Metadata-Version: 2.4
Name: eps-estimates-collector
Version: 0.2.3
Summary: Extract quarterly EPS estimates from FactSet Earnings Insight reports using OCR
Author-email: Seung-Gu Kang <seunggu.kang.kr@gmail.com>
License: MIT
License-File: LICENSE
Keywords: earnings,eps,estimates,financial-data,ocr,pe-ratio
Classifier: Development Status :: 4 - Beta
Classifier: Intended Audience :: Financial and Insurance Industry
Classifier: License :: OSI Approved :: MIT License
Classifier: Programming Language :: Python :: 3
Classifier: Programming Language :: Python :: 3.11
Classifier: Programming Language :: Python :: 3.12
Classifier: Topic :: Office/Business :: Financial
Requires-Python: >=3.11
Requires-Dist: boto3>=1.28.0
Requires-Dist: google-cloud-vision>=3.11.0
Requires-Dist: numpy>=1.24.0
Requires-Dist: opencv-python-headless>=4.12.0.88
Requires-Dist: pandas>=2.3.3
Requires-Dist: pdfplumber>=0.11.0
Requires-Dist: pillow>=8.0.0
Requires-Dist: python-dotenv>=1.2.1
Requires-Dist: scikit-image>=0.25.2
Requires-Dist: scipy>=1.16.3
Requires-Dist: yfinance>=0.2.66
Provides-Extra: dev
Requires-Dist: pytest-cov>=4.1.0; extra == 'dev'
Requires-Dist: pytest>=7.4.0; extra == 'dev'
Description-Content-Type: text/markdown

# EPS Estimates Collector

A Python package for extracting quarterly EPS (Earnings Per Share) estimates from financial reports using OCR and image processing techniques.

> **⚠️ Disclaimer**: This package is for **educational and research purposes only**. For production use, please use [FactSet's official API](https://developer.factset.com/). This package processes publicly available PDF reports and is not affiliated with or endorsed by FactSet.

## Overview

This project processes chart images containing S&P 500 quarterly EPS data and extracts quarter labels (e.g., Q1'14, Q2'15) and corresponding EPS values. The extracted data is saved in CSV format for further analysis.

### Motivation

Financial data providers (FactSet, Bloomberg, Investing.com, etc.) typically offer historical EPS data as **actual values**—once a quarter's earnings are reported, the estimate is overwritten with the actual figure. This creates a challenge for backtesting predictive models: using historical data means testing against information that was already reflected in stock prices at the time, making it difficult to evaluate the true predictive power of EPS estimates.

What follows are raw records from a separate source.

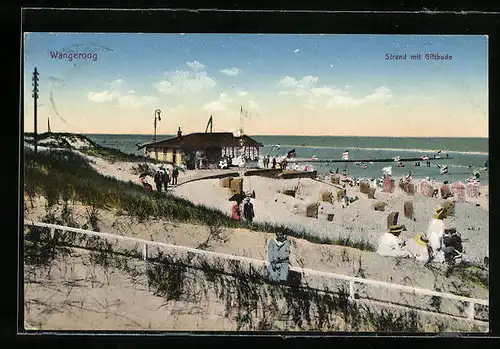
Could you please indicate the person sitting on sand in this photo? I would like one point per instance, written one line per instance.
(390, 243)
(158, 181)
(435, 232)
(452, 245)
(278, 257)
(248, 212)
(236, 211)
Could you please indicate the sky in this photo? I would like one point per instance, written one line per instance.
(338, 85)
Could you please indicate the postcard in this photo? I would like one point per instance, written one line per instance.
(255, 182)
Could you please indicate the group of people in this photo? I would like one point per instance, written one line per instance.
(248, 212)
(163, 178)
(438, 244)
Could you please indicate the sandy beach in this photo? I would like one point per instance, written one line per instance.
(358, 221)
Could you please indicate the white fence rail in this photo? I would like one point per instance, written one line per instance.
(351, 279)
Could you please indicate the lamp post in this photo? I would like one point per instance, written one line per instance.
(157, 116)
(35, 98)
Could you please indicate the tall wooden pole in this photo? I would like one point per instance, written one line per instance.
(35, 98)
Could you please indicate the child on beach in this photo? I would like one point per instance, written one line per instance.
(175, 174)
(278, 256)
(158, 181)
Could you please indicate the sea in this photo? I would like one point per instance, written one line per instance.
(467, 154)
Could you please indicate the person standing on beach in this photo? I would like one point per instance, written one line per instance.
(248, 212)
(175, 174)
(278, 258)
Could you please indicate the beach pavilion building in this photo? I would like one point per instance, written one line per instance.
(213, 146)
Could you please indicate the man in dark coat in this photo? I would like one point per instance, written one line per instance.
(158, 181)
(278, 256)
(248, 212)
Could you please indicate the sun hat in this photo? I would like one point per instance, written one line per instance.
(395, 229)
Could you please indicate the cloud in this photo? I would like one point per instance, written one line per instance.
(195, 65)
(230, 72)
(219, 105)
(186, 81)
(176, 109)
(379, 95)
(116, 93)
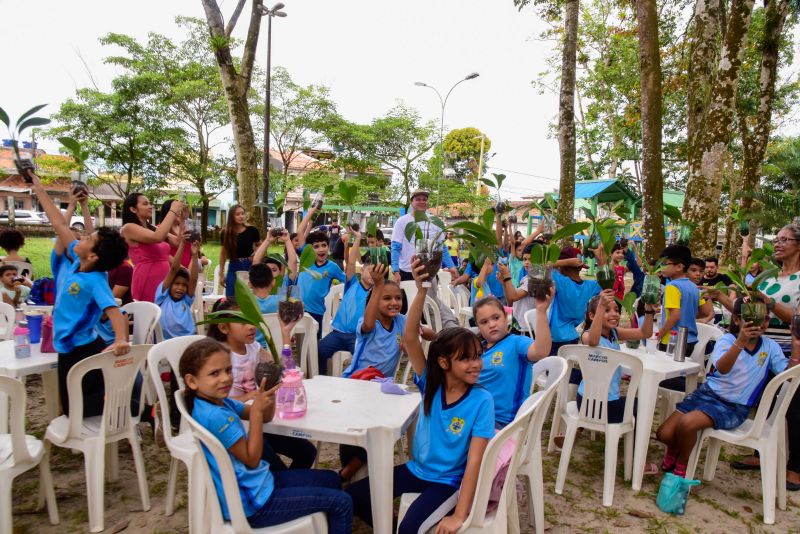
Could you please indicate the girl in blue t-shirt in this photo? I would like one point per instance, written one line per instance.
(601, 328)
(742, 359)
(455, 424)
(507, 357)
(267, 498)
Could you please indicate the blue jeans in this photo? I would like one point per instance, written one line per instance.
(302, 492)
(334, 342)
(436, 500)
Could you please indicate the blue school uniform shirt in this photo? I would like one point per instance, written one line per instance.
(82, 297)
(352, 307)
(748, 376)
(224, 423)
(443, 437)
(176, 315)
(613, 390)
(506, 374)
(312, 291)
(681, 293)
(569, 306)
(379, 348)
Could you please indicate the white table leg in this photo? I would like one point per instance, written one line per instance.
(648, 394)
(380, 453)
(50, 390)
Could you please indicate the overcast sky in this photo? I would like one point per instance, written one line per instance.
(369, 52)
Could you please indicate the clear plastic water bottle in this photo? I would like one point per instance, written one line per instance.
(22, 343)
(290, 401)
(286, 358)
(673, 342)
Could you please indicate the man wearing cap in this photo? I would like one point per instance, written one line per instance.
(403, 249)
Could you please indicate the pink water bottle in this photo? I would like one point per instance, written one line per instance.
(290, 400)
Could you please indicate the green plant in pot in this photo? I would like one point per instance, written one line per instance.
(249, 313)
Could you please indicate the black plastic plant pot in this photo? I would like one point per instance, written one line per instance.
(605, 277)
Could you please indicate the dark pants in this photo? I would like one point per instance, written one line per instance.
(434, 498)
(334, 342)
(92, 385)
(300, 451)
(304, 492)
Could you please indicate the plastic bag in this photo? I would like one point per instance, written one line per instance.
(673, 493)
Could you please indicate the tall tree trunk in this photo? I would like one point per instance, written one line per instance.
(236, 84)
(710, 146)
(703, 54)
(566, 114)
(754, 143)
(650, 74)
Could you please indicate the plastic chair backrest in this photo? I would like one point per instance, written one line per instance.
(230, 486)
(598, 366)
(516, 430)
(783, 386)
(308, 350)
(530, 322)
(119, 373)
(146, 316)
(14, 418)
(8, 317)
(332, 301)
(170, 350)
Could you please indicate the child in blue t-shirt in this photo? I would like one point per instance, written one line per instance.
(175, 294)
(314, 287)
(267, 498)
(507, 358)
(342, 336)
(742, 359)
(83, 296)
(601, 328)
(455, 422)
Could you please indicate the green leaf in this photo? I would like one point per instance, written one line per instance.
(569, 231)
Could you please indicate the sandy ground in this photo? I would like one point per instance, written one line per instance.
(731, 503)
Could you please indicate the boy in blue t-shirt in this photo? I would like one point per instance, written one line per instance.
(83, 295)
(314, 287)
(342, 336)
(175, 295)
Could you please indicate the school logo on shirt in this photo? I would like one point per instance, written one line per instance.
(456, 425)
(497, 357)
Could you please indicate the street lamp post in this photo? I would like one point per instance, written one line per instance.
(443, 102)
(275, 11)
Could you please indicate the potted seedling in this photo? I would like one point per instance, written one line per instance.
(25, 121)
(249, 313)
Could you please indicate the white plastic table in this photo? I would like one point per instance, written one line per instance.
(657, 368)
(38, 363)
(355, 412)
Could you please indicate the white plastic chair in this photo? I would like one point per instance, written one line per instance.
(19, 453)
(506, 517)
(670, 397)
(238, 524)
(8, 317)
(550, 373)
(94, 436)
(530, 322)
(308, 349)
(146, 317)
(598, 365)
(181, 446)
(332, 301)
(766, 433)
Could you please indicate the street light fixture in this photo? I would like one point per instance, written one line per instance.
(275, 11)
(443, 102)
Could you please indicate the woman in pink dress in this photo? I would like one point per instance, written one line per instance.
(148, 246)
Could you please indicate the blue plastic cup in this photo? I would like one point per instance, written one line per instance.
(35, 326)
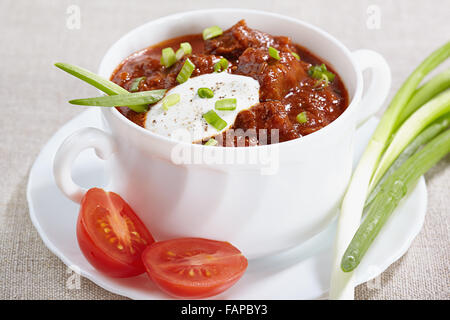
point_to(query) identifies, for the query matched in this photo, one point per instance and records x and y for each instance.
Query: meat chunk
(271, 115)
(276, 77)
(233, 42)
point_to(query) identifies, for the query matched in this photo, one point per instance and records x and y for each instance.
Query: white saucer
(300, 273)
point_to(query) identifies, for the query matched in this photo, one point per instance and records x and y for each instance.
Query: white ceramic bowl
(292, 190)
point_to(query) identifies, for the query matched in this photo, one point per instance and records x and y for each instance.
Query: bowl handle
(80, 140)
(380, 82)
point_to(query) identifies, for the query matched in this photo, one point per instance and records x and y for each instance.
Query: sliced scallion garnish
(168, 57)
(302, 117)
(186, 71)
(127, 99)
(321, 73)
(205, 93)
(226, 104)
(221, 65)
(135, 84)
(212, 32)
(185, 49)
(107, 86)
(212, 118)
(170, 101)
(211, 142)
(274, 53)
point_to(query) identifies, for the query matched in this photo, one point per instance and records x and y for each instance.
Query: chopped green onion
(302, 117)
(127, 99)
(274, 53)
(205, 93)
(391, 192)
(168, 57)
(221, 65)
(186, 71)
(170, 100)
(107, 86)
(318, 72)
(296, 56)
(213, 119)
(226, 104)
(212, 142)
(135, 84)
(185, 49)
(212, 32)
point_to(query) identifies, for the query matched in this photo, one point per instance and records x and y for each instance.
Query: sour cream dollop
(187, 115)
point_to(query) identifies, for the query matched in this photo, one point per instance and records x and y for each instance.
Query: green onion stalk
(108, 87)
(342, 283)
(424, 137)
(391, 192)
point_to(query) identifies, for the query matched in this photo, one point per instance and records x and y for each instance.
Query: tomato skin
(100, 256)
(181, 286)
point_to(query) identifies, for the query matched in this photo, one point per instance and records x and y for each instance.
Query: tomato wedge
(110, 234)
(194, 267)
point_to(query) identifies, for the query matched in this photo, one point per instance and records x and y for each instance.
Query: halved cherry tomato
(110, 234)
(194, 267)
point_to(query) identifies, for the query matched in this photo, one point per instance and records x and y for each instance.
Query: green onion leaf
(108, 87)
(185, 49)
(170, 100)
(226, 104)
(211, 142)
(352, 205)
(135, 84)
(205, 93)
(425, 115)
(221, 65)
(186, 71)
(212, 32)
(296, 56)
(213, 119)
(424, 137)
(168, 57)
(436, 85)
(391, 192)
(274, 53)
(127, 99)
(302, 117)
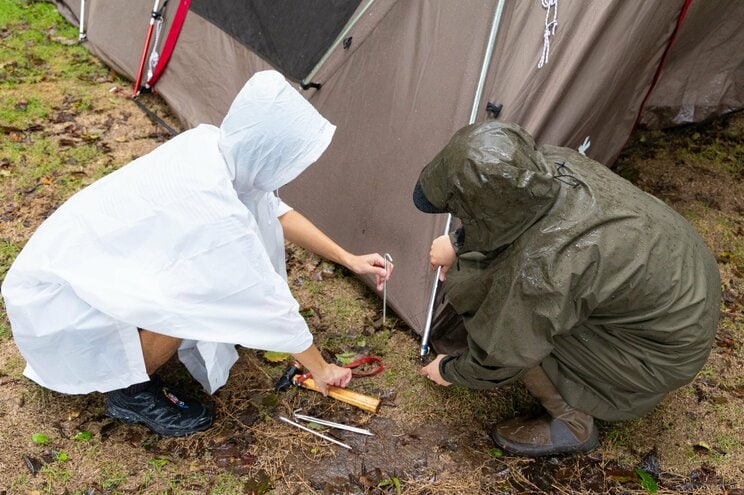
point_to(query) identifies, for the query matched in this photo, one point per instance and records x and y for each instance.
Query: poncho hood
(271, 134)
(492, 177)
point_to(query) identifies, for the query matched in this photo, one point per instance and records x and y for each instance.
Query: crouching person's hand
(431, 371)
(332, 375)
(323, 373)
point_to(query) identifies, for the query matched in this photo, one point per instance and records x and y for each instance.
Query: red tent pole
(153, 16)
(170, 42)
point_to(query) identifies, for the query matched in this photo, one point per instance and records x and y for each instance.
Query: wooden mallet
(292, 376)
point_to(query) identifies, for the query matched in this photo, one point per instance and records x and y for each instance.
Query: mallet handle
(366, 402)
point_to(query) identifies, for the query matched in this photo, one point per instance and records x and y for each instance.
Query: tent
(399, 77)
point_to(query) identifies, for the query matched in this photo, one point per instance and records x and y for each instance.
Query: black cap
(422, 203)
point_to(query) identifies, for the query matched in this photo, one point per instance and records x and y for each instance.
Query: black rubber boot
(564, 430)
(160, 408)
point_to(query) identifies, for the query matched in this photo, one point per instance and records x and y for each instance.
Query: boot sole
(528, 450)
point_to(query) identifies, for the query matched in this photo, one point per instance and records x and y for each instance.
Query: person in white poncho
(181, 250)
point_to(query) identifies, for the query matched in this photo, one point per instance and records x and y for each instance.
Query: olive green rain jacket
(566, 265)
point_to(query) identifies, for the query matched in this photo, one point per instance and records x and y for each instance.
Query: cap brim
(422, 203)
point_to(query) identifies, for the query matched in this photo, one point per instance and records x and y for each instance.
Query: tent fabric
(704, 74)
(290, 35)
(408, 81)
(183, 241)
(567, 266)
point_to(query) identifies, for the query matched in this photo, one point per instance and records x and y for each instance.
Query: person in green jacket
(597, 295)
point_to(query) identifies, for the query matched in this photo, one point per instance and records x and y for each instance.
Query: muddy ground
(427, 439)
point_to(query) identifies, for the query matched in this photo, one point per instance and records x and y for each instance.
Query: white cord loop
(550, 27)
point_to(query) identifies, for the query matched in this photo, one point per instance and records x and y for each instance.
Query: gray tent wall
(704, 74)
(407, 83)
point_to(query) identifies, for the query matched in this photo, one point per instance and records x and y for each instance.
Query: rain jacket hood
(492, 177)
(567, 266)
(266, 138)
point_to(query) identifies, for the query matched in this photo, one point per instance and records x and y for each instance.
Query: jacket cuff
(457, 238)
(445, 370)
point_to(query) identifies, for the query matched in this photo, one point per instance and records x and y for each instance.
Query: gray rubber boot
(564, 430)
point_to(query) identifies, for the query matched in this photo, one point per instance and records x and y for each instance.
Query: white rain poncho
(183, 241)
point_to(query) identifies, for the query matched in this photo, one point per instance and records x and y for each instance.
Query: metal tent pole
(473, 113)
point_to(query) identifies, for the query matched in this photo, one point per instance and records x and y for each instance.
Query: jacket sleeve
(514, 327)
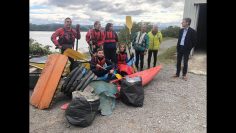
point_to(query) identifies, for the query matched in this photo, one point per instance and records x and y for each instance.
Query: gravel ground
(170, 106)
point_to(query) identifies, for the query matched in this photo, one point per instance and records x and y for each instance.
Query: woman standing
(155, 39)
(111, 39)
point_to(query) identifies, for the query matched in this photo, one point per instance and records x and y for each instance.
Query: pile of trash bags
(91, 96)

To address this, this project extracts **point-in-time EPS estimates** from historical earnings insight reports. By preserving the estimates as they appeared at each report date (before actual earnings were announced), a dataset can be built that accurately reflects what was known and expected at each point in time, enabling more meaningful backtesting and predictive analysis.

## Project Structure

```
eps-estimates-collector/
├── src/eps_estimates_collector/
│   ├── core/                        # Data collection
│   │   ├── downloader.py            # PDF download
│   │   ├── extractor.py             # Chart extraction
│   │   └── ocr/                     # OCR processing
│   │       ├── processor.py         # Main pipeline
│   │       ├── google_vision_processor.py
│   │       ├── parser.py
│   │       ├── bar_classifier.py
│   │       └── coordinate_matcher.py
│   ├── analysis/                    # P/E ratio calculation
│   │   └── pe_ratio.py
│   └── utils/                       # Cloud storage
│       ├── cloudflare.py            # R2 operations
│       └── csv_storage.py           # CSV I/O
├── scripts/data_collection/         # CLI scripts
├── actions/workflow.py              # GitHub Actions
└── pyproject.toml
```

## Installation

Install from PyPI:

```bash
pip install eps-estimates-collector
```

Or with `uv`:

```bash
uv pip install eps-estimates-collector
```

### Requirements

- **Google Cloud Vision API** (Required):
  - Create service account and download JSON key
  - Set `GOOGLE_APPLICATION_CREDENTIALS` environment variable
  - [Setup Guide](https://cloud.google.com/vision/docs/setup)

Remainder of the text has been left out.